Sensitiveness to socil sin is more widely felt in these days when, as we may well believe, the Holy Spirit is recognized as closer to mankind than ever in the past.

The awakening of the social conscience is in proportion to the growth of understanding, which is far deeper than toleration. We are not asked by the Spirit to tolerate one another, but rather to understand one another; and when we understand we love, just as where we truly love we come to understand. Group life tends to produce understanding, an dour modern world is made up of groups. Labor is organized, the professions are organized. Functional activities of all sorts have developed. Common action provokes common thought. Groups become richer as they incorporate various attitudes of their members.

Understanding develops in group experience of all sorts, but sometimes ends with its own boundaries. As Christians, we are asked to extend this understanding beyond all our special group experiences, beyond our membership in families, in neighborhoods, in unions, in professional societies, in national life, to an understanding of all men as the children of God. And we are asked to make the Church co-extensive with all men, for the Church is just that: the followers of Jesus and sharers in the life of His spirit. No individual or group is then alien to the workings of the Spirit. All must be redeemed, the family, the nation, and the processes of production [6/7] and distribution. Nothing human can be kept free of God and His Spirit.

The Church exist to carry on the Spirit’s work. But we cannot confine that work to the Church. We run across the Spirit whenever we have eyes to see, and ears with which to hear. An artist’s portraiture, a symphony of Beethoven, a group of children in a nursery school, a crowd of workmen in a city square may all reveal the living Spirit of God calling upon the children of men to live, not as those who perish, but as sharers of Eternal Life.

We cannot keep the Spirit of God from entering the world and penetrating its every relationship. But we can refuse to recognize and welcome new modes of His entry into the world. We can be blind to brotherhood that comes in an alien guise. We can turn our backs on His appearance in the lives of those who, perhaps without knowledge of whom it is they serve, are bringing in changes in society that open the way for His coming. We can prevent His filling our own hearts with Pentecostal zeal for a new world. Or we can recognize the fruits of the Spirit listed in the Epistle to the Galatians wherever we find them, and so find new signs about us in strange places, perhaps in the byways and hedges.

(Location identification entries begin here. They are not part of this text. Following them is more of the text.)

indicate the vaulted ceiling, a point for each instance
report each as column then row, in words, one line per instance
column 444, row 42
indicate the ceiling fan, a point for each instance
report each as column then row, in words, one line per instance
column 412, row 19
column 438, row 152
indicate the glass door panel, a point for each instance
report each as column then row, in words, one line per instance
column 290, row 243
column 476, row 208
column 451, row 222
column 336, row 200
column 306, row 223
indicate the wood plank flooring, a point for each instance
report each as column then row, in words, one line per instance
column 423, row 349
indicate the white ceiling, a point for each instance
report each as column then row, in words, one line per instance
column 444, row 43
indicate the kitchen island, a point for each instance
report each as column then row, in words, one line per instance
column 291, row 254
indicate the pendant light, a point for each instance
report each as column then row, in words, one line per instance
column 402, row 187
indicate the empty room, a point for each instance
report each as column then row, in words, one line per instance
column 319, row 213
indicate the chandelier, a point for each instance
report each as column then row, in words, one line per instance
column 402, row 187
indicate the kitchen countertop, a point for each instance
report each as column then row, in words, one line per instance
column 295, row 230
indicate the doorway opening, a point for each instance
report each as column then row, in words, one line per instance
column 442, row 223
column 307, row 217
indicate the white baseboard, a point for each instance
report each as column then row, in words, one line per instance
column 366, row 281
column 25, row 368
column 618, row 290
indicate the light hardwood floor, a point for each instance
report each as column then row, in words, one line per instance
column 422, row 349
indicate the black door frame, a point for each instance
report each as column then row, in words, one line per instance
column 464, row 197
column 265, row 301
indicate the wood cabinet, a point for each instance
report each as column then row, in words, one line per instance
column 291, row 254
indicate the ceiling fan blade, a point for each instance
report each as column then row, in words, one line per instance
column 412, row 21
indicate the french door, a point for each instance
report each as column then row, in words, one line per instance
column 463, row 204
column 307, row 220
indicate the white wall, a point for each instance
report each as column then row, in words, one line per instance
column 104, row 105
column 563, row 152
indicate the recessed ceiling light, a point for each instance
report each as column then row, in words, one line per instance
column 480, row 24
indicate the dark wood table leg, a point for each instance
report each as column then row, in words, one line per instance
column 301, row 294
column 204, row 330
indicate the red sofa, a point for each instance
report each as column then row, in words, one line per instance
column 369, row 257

The Spirit bloweth where it listeth. We must watch here He appears and adore Him there in every cradle and on every cross.


VENI, CREATOR SPIRITUS

COME, Holy Ghost, our souls inspire,
And lighten with celestial fire.
Thou the anointing Spirit art,
Who dost thy sevenfold gifts impart.

Thy blessed unction from above,
Is comfort, life, and fire of love.
Enable with perpetual light
The dullness of our blinded sight.

Anoint and cheer our soiled face
With the abundance of thy grace.
Keep far our foes, give peace at home;
Where thou art guide, no ill can come.

Teach us to know the Father, Son,
And thee, of both, to be but One;
That, through the ages all along,
This may be our endless song:

Praise to thy eternal merit,
Father, Son, and Holy Spirit.

 

RESPONSE

V. O send forth thy Spirit and they shall be made:
R. And thou shalt renew the face of the earth. Alleluia.

COLLECT FOR WHITSUNDAY

O GOD, who as at this time didst teach the hearts of thy faithful people, by sending to them the light of thy Holy Spirit; Grant us by the same Spirit to have a right judgment in all things, and evermore to rejoice in his holy comfort; through the merits of Christ Jesus our Saviour, who liveth and reigneth with thee, in the unity of the same Spirit, one God, world without end. Amen.